Re: Running multiple topologies

2018-04-13 Thread Hannum, Daniel
Thank you both. This helps.

Here’s what I was worried about. Right now I have 40 workers on 10 nodes, all 
devoted to one topology. If I have to split 10 workers off for another 
topology, then I was worried that I would have idle nodes if that new topology 
wasn’t busy enough. I now understand that while I would have idle workers in my 
example, I probably wouldn’t have idle nodes because the same number of threads 
would be squeezed into a smaller number of workers but the scheduler would 
still spread those 30 workers over the same number of nodes (and the RAS may 
also further optimize that). So, my CPU/RAM resources would still be utilized.

It still would be really nice to make the worker distribution dynamic or more 
easily changeable. Right now, I’d have to change it in two topologies and then 
restart both of them. Future feature request, I guess.

From: Alessio Pagliari <pagli...@i3s.unice.fr>
Reply-To: "user@storm.apache.org" <user@storm.apache.org>
Date: Thursday, April 12, 2018 at 3:15 PM
To: "user@storm.apache.org" <user@storm.apache.org>
Subject: Re: Running multiple topologies

This email did not originate from the Premier, Inc. network. Use caution 
when opening attachments or clicking on URLs.*


.
Hi Daniel,

I’ll try to answer at my best.

Basically storm has a default scheduler that perform a round robin placement, 
when in a topology you define the number of workers (aka jvms) it will first 
place them in all the nodes you have in your cluster in a cyclic way (round 
robin), then with the same algorithm it will place the executors in the workers 
(basically the workers become the nodes of the situation). Storm has an 
algorithm to order the nodes, the slots in each node, and the executors, and it 
will use that order for every placement. It’s quite deterministic if the 
available nodes are always the same.

That means that if for example you have 3 nodes and 4 workers, the 1st worker 
in the 1st node, the 2nd in the 2nd, the 3rd in the 3rd and the 4th worker will 
be placed back inside the first node. Making you to have 2 workers in the first 
node and 1 in the others. If you deploy a second application it will follow the 
same pattern starting always from the 1st node, then the 2nd and so on. That is 
until you don’t finish the available slots in the 1st node, from that point on, 
storm will start the placement from the 2nd worker.

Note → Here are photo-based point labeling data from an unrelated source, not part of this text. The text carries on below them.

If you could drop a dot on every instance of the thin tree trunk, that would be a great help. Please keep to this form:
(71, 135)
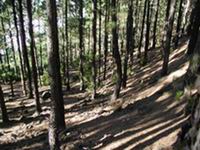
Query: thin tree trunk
(10, 78)
(67, 45)
(142, 31)
(129, 41)
(168, 35)
(106, 38)
(155, 25)
(24, 50)
(3, 107)
(99, 75)
(148, 24)
(19, 50)
(13, 49)
(94, 34)
(179, 24)
(116, 53)
(81, 45)
(32, 46)
(57, 120)
(195, 29)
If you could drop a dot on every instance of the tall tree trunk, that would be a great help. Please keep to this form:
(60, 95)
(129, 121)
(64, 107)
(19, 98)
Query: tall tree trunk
(148, 24)
(67, 45)
(18, 48)
(179, 24)
(41, 58)
(185, 15)
(99, 68)
(3, 107)
(129, 41)
(13, 49)
(142, 30)
(195, 29)
(155, 25)
(57, 120)
(32, 46)
(24, 49)
(81, 45)
(168, 35)
(116, 53)
(10, 78)
(106, 38)
(94, 34)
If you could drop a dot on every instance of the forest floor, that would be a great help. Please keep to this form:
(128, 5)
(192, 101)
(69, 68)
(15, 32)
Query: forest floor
(147, 116)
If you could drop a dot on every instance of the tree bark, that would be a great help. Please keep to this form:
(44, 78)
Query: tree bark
(106, 38)
(3, 107)
(168, 35)
(99, 67)
(32, 46)
(10, 77)
(129, 41)
(155, 24)
(142, 30)
(18, 48)
(179, 24)
(148, 24)
(67, 45)
(81, 45)
(24, 50)
(57, 120)
(94, 34)
(116, 53)
(195, 29)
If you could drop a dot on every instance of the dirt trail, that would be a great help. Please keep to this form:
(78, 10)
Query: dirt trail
(147, 116)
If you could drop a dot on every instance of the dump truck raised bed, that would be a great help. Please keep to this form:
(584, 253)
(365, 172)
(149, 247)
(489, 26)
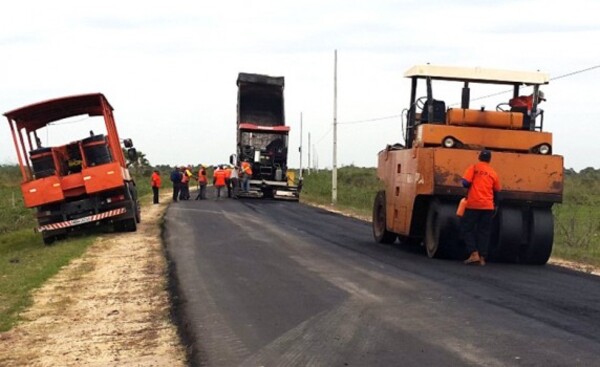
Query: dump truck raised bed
(422, 178)
(77, 184)
(262, 137)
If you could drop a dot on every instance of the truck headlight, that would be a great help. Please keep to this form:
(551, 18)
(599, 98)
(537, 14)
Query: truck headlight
(449, 142)
(544, 149)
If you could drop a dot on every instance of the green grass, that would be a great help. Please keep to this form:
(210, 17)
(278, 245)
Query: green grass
(356, 189)
(25, 264)
(576, 224)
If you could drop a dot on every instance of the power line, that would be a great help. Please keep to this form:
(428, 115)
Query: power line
(369, 120)
(576, 72)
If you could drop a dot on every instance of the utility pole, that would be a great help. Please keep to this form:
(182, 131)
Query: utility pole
(309, 162)
(334, 170)
(300, 149)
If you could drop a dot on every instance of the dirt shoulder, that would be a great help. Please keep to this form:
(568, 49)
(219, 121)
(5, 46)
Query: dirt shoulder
(108, 308)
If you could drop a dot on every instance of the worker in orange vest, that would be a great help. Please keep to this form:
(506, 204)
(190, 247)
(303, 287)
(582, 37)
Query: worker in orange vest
(202, 181)
(219, 179)
(228, 180)
(482, 199)
(246, 174)
(155, 183)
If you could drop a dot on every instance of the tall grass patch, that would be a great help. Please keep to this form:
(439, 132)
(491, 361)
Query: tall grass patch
(357, 188)
(577, 219)
(25, 264)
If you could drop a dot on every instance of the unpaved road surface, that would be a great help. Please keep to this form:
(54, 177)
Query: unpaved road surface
(108, 308)
(266, 283)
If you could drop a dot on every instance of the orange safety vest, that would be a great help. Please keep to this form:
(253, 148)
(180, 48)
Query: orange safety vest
(522, 101)
(155, 179)
(484, 181)
(219, 178)
(246, 168)
(202, 176)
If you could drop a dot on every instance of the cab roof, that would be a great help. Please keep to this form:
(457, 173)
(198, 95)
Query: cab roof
(477, 75)
(38, 115)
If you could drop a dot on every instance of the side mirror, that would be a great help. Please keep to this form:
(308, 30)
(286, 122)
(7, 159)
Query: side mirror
(132, 154)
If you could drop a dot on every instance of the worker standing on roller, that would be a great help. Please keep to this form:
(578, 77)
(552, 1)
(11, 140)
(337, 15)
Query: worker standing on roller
(482, 198)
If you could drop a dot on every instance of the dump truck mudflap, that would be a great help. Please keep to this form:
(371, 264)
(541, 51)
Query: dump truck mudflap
(80, 221)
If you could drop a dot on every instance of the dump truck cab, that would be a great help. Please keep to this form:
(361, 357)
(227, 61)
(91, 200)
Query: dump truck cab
(262, 137)
(443, 135)
(74, 184)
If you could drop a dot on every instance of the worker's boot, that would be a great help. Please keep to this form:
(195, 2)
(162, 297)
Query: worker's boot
(474, 258)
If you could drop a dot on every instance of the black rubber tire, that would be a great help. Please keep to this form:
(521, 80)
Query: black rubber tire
(506, 240)
(541, 237)
(380, 232)
(441, 235)
(132, 192)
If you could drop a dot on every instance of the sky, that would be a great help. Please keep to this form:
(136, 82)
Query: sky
(169, 69)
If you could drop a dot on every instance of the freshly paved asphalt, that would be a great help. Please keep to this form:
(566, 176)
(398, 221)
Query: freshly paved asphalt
(272, 283)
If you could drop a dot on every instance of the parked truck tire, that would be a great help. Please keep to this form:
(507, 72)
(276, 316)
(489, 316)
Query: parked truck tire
(380, 232)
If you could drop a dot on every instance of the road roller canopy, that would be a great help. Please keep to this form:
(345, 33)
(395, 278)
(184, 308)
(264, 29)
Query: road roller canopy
(38, 115)
(477, 75)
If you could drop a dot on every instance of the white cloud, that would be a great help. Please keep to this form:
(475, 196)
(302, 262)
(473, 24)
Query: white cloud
(169, 69)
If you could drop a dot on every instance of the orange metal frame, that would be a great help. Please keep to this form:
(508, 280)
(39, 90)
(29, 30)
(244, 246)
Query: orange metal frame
(27, 120)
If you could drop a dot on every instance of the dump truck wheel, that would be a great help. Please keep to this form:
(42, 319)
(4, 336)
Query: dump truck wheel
(507, 240)
(132, 192)
(541, 237)
(380, 232)
(48, 240)
(437, 231)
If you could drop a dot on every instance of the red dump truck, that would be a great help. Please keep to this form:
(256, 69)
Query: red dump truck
(262, 137)
(77, 184)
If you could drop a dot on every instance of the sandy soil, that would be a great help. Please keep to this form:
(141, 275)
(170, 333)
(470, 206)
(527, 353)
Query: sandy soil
(108, 308)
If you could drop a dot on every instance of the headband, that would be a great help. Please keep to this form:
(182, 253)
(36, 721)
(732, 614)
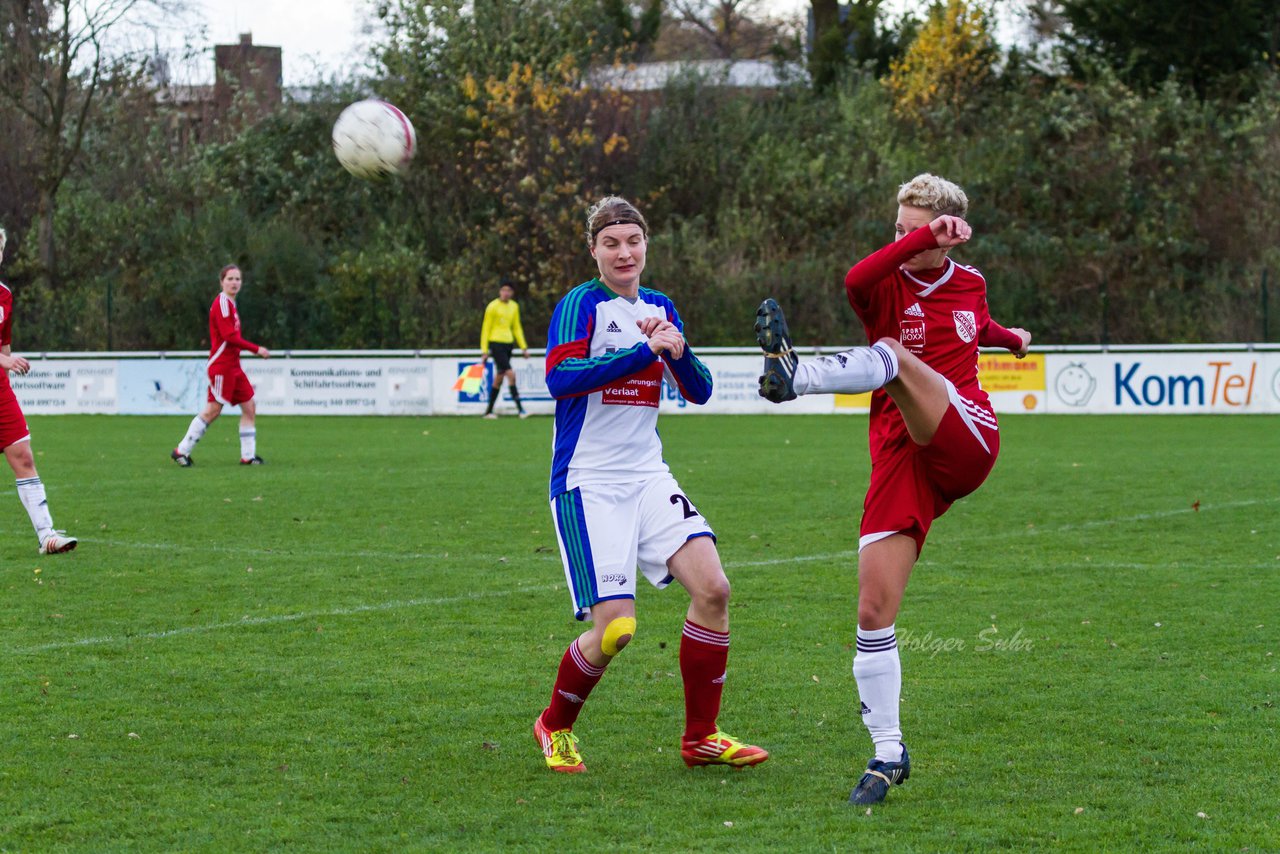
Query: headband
(615, 222)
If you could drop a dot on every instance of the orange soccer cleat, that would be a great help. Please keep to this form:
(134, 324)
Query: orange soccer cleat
(721, 749)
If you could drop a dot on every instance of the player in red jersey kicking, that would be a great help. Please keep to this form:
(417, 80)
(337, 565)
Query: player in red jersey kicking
(228, 386)
(16, 438)
(933, 434)
(618, 511)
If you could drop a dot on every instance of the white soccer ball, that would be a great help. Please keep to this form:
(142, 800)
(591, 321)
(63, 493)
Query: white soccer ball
(374, 138)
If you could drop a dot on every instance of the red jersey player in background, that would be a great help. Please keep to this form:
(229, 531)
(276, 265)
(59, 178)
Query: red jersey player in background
(933, 434)
(16, 438)
(228, 386)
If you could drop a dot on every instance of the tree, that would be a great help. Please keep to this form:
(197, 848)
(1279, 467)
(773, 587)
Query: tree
(949, 60)
(53, 68)
(1211, 46)
(854, 32)
(727, 28)
(631, 33)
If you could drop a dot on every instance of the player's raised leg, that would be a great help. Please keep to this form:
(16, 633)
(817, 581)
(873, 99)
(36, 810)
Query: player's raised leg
(196, 432)
(248, 434)
(613, 625)
(851, 371)
(31, 492)
(883, 570)
(704, 658)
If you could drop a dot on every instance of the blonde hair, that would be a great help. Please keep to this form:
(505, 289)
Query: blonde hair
(933, 193)
(612, 210)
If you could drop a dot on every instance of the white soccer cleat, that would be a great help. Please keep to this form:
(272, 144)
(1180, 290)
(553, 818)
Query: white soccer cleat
(56, 543)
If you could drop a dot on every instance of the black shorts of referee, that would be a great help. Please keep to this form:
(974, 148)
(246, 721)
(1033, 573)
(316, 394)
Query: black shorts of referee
(501, 355)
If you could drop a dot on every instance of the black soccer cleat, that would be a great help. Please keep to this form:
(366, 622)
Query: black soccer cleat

You have also to consider one thing, that may be obvious, but just to be clear: 
a worker cannot be shared between multiple topologies, meaning that if you have 
one worker with only one executor in it, you can’t place executors from other 
topologies in it. Which means that you cannot move a JVM from a topology A to a 
topology B, unless you kill (I’m not sure if you just need to disable it) the 
topology A (the first you deployed), you “rebalance” the topology B and 
redeploy the topology A, in that way you will have the node slots switched 
between the two topologies.

If you’re interested in improving resource management (in terms of CPU and RAM) 
and pure throughput performances of your application, without considering the 
advantages of a distributed system and load balancing your topology 
cluster-wide, you can use the Resource Aware Scheduler (RAS), as suggested by 
Ethan. However, the RAS focus on locality, to avoid tuples to go around in the 
network, making the placement in order to put all the workers and executors 
more near to each other as possible. Most of the times you will have the entire 
topology inside the same node. So a possible scenario is having 5 nodes in a 
cluster with 5 topologies deployed each one on a different machine, in fact 
differently from the above scheduler, RAS start placing in the machine with 
most resources available.

As of Storm 2.0 I know that they’re improving the RAS, but unfortunately I stil 
didn’t dig to understand how.

Hope I answered your question,


--
Alessio Pagliari
Scale Team, PhD Student
Université Côte d’Azur, CNRS, I3S

[cid:8DADF9C1-5CB5-4A6E-AB13-12FDBF2A0D04@i3s.unice.fr]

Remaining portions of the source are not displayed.